I switched my camera on, then off, running about trying to capture a frame of a doctored moment that was really an embellishment in a chorus of discordant harmony. The world was a square frame and I played my part as visual scrivener, my fingers set to autopilot. This was the way I experienced most of my life, unable to change things, trying to maintain control through the visual canvas. I adjusted the level of flash to overcompensate for the monochromic palette that consumed the fake house set. Wine was being passed out to encourage drunk emanations in dizzying bouts of dazzling delirium. Phones of different shapes were distributed, a collection of old cell phones made into a costume on top of Jazz, a model who never spoke during shoots.
Handling the tarantulas was painful and the wrangler had to be particularly delicate as the two male models were terrified arachnaphobes. I used a Pinlighter 1887 for this scene, a camera that was slightly bigger than a pen that recorded images remarkably well. It was my camera of choice when recording Larry’s movies as it gave me complete flexibility. If I had one complaint, it was that it was too light, even with automatic motion-stabilizing, so that the footage had to be corrected in post. Conveniently, I could position it anywhere and have it feed directly into my eye scanner. Automated hover lights with shifting brightness moved into place and seven additional cameras recorded the scene in 3D, projecting it onto a digital environment which I could shift and mold as I pleased. Any tree I wanted to downlo
ad, any famous site I wanted to shoot against would be automatically recreated.

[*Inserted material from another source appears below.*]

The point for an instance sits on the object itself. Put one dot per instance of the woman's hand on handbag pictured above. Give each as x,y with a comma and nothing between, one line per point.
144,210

If I wanted to get especially fancy, I could use a printer to create the physical environments, though that was time-consuming and wasteful. The tattoo artists could either map their designs in 3D and project it onto the model or do it live, though the latter gave less flexibility. My current design was in a desert with a whole lot of cacti.
After that scene wrapped, I saw I had a few missed calls. Most were from friends who wanted to hang out (well, to be more accurate, they wanted to hang out so I could help them be a contact to Larry who they wanted to ask for money). I was surprised to see a series of sevens and twos that I recognized as Rebecca Lian’s number.
“Hey,” I said as I called her back. “How are you?”
“Busy?”
“I have time to talk.”
“Lovely necklace,” she said. “It was a kind gesture and totally not necessary.”
“You liked it?”
“My mom used to read me stories from Pu Songling about fox spirits who would seduce men and steal their souls.”
I laughed. “There was no hidden meaning in my gift.”
“I can’t accept it.”
“They had a no-return policy,” I said, not actually knowing if they did. “And I wouldn’t know what to do with it. Like I said in my message, consider it a thank you gift for lunch. We are business associates after all.”
She looked at me, then simpered. “I’ll be in Shanghai next week. Give me a call.” She hung up.
“Nick! Nick!” The designer ran to me. “We have a problem.”
In the dressing room, the mirror had been shattered. There was a male model that had been restrained by three others, his face a bloody goulash.